The new grant, of $215,000, will support Edgin’s nap intervention study as well as other research, including collaborative projects with UA psychology faculty members Stephen Cowen, an expert on the electrophysiology of sleep and learning, and Jessica Andrews-Hanna, an expert in brain imaging.
For Edgin’s sleep intervention study, she will work with parents of children who have Down syndrome, who are habitual nappers and who are 3 1/2 years old — the age that typically developing children transition out of napping — or older.
Edgin and Tyler Deeny Martino, a UA graduate student in cognition and neural systems, will work with parents to restrict their children’s napping for one week. They will measure the children’s nighttime sleep quality before and during the napping intervention by hooking them up overnight to an electroencephalogram, or EEG, machine, which measures electrical activity in the brain.
During waking hours, the children in the study will complete game-based memory and cognition assessments when they’ve napped and when they haven’t napped.
All of this will allow Edgin to see whether restricting naps boosts nighttime sleep quality and, in turn, learning.

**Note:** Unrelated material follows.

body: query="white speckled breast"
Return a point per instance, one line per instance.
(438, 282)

“Here is a population for which it is well known that they have an intellectual disability, and there have been decades of work chronicling their cognitive profile in terms of language and cognitive deficits,” Edgin said. “But there has been very little work looking at the influence of their extensive sleep problems on these areas of functioning. Poor sleep is a very important problem that’s been underrecognized and may impact their cognitive outcomes. Studies from the field of cognitive neuroscience suggest that sleep can be important for language development, knowledge acquisition, and general learning and memory.”
If restricting naps proves beneficial, as Edgin suspects, it could be a relatively easy change for parents of children with Down syndrome to make at home.
“It could be a simple behavioral modification that does not require any pharmacological intervention,” Edgin said, “but we have to see if it works first.”